Hysteria or Hysterics, is a diseased condition of the nervous system, arising from a variety of causes and attended by a variety of symptoms. It is more common in women than in men, partly because woman is naturally more emotional than man and partly because her education and mode of life tends to make her susceptible to nervous affections. An isolated attack of hysteria may follow severe nerve strain. Its symptoms are a seeming lack of control of the emotions. The patient will laugh or cry and be unable to stop. The first aid in such a case is a copious drink of cold water, taken slowly. This will often be sufficient to quiet the patient, and if rest and relief from strain is secured, no recurrence need be looked for. Hysteria is in chronic cases a disease of a serious nature involving brain and spinal cord. The symptoms may include neuralgic pains, convulsive attacks and hallucinations of all sorts. Such conditions must be treated under the direction of a physician.
Nervous women, especially if anaemic, form sometimes what seems an hysterical habit. They are subject to emotional attacks, frequently of a convulsive nature, without adequate provocation. If these attacks are brought on by anger, jealousy, disappointment, fright, anxiety, etc., the patient often can be brought to effect her own cure. Such cases of hysteria seldom, if ever, occur when self-control has been taught from early childhood. The patient does not know that she can prevent the attacks. The sympathy she receives and oftentimes the indulgence of desires, the threatened thwarting of which has brought on the attack, serve to increase the frequency of the malady.

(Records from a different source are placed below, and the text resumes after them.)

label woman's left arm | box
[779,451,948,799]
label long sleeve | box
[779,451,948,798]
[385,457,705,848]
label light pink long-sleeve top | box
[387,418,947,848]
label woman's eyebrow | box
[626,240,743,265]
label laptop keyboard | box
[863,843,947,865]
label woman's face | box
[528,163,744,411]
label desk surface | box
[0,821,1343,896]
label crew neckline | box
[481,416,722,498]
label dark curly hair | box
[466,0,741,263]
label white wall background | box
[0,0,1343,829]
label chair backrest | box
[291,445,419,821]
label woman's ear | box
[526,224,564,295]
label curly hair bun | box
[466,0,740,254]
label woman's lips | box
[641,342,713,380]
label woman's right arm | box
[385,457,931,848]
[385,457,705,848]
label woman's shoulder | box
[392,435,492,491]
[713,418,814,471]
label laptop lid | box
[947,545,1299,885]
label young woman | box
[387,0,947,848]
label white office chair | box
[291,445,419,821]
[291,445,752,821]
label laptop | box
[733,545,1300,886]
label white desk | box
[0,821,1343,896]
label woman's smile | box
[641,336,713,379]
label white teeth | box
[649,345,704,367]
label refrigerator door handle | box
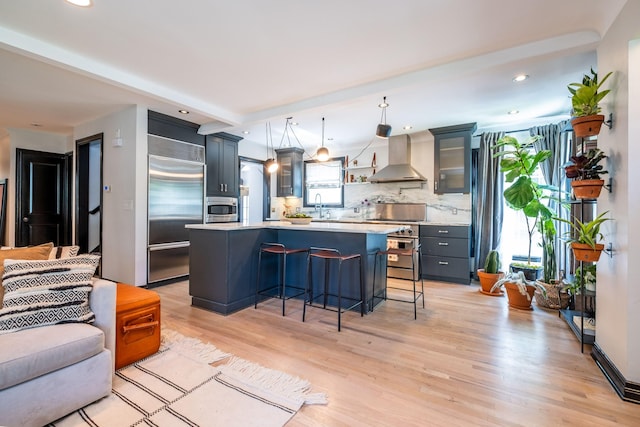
[149,242,189,252]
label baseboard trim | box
[591,343,640,404]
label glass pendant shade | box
[265,159,278,173]
[376,96,391,138]
[376,123,391,138]
[264,122,278,173]
[316,147,329,162]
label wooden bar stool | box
[371,244,424,319]
[302,247,364,332]
[254,243,309,316]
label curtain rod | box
[472,128,531,138]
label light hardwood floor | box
[154,281,640,426]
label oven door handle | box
[387,238,416,243]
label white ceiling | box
[0,0,626,149]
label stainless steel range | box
[374,203,427,280]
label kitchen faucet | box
[314,193,324,218]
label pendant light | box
[316,117,329,162]
[376,96,391,138]
[264,122,278,173]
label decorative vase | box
[504,282,536,310]
[571,242,604,262]
[534,280,569,310]
[478,268,504,297]
[571,179,604,199]
[571,114,604,138]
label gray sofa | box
[0,279,116,427]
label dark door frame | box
[75,133,104,252]
[15,148,73,246]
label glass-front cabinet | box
[429,123,477,194]
[276,147,304,197]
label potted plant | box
[563,263,597,312]
[478,250,504,296]
[491,271,547,310]
[558,211,612,262]
[494,136,553,280]
[567,68,611,138]
[534,218,569,309]
[564,148,608,199]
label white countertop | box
[186,221,400,234]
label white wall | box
[0,129,11,179]
[238,139,267,160]
[0,129,73,246]
[596,1,640,382]
[73,106,147,286]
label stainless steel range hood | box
[369,134,427,183]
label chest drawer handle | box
[122,321,159,334]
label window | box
[303,157,344,208]
[500,132,544,265]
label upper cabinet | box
[429,123,477,194]
[276,147,304,197]
[206,132,242,197]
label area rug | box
[51,331,327,427]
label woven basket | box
[534,280,569,310]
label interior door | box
[15,148,72,246]
[76,134,103,253]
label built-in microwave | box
[205,197,238,223]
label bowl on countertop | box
[284,217,313,225]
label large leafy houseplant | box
[493,136,553,280]
[564,148,608,199]
[558,211,612,262]
[567,69,611,138]
[490,271,547,310]
[477,249,504,296]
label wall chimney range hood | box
[369,134,427,183]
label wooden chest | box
[116,283,160,369]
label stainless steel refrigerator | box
[147,135,205,283]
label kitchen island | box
[186,221,399,315]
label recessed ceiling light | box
[67,0,91,7]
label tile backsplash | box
[271,181,471,224]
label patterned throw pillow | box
[0,243,53,308]
[0,255,100,334]
[49,246,80,259]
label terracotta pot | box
[571,179,604,199]
[478,268,504,297]
[534,280,569,310]
[504,282,536,310]
[571,114,604,138]
[571,242,604,262]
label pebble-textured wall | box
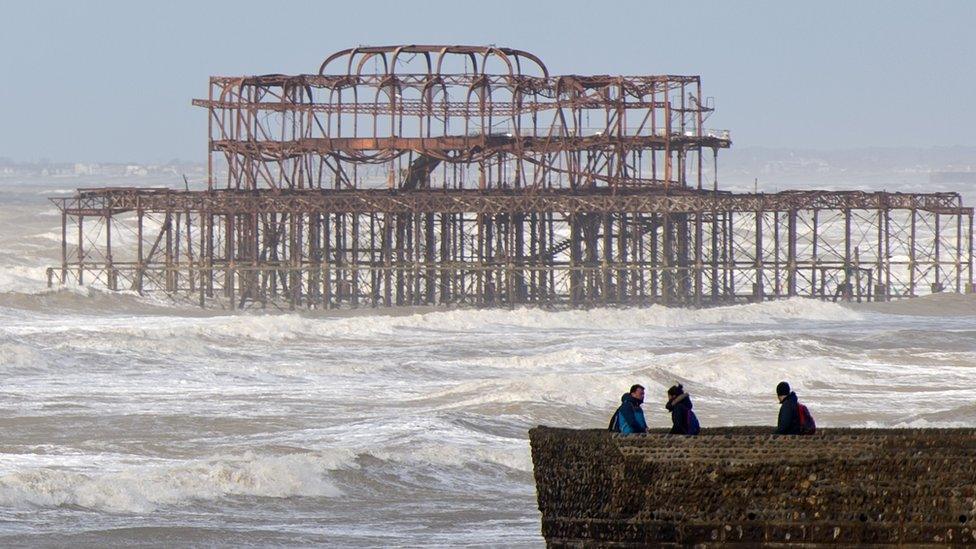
[529,427,976,547]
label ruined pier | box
[48,45,973,308]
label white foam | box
[0,452,349,513]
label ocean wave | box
[0,452,350,513]
[0,298,862,342]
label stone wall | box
[529,427,976,547]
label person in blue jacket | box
[610,385,647,434]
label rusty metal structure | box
[48,45,973,308]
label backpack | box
[688,408,701,435]
[796,402,817,435]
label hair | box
[776,381,791,396]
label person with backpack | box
[664,383,701,435]
[609,385,647,434]
[775,381,817,435]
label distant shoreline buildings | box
[0,158,207,178]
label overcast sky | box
[0,0,976,162]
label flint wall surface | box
[530,427,976,547]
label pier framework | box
[48,46,973,308]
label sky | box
[0,0,976,162]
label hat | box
[776,381,790,396]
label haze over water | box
[0,172,976,546]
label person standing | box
[775,381,817,435]
[610,385,647,434]
[664,383,701,435]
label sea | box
[0,172,976,547]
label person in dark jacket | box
[776,381,801,435]
[664,383,696,435]
[610,385,647,434]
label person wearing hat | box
[609,385,647,435]
[776,381,802,435]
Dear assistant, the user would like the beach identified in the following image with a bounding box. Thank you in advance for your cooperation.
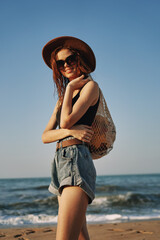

The best cure in such a case is for the person who has the patient in charge to explain to her the cause of her trouble and assure her that the matter is within her own control, stating that in the future she will be left to work her own cure. Then when an attack seems imminent, she should be given a drink of water and left entirely alone. A reliable physician is credited with the statement that no person ever had a violent attack of this form of hysteria when absolutely unattended.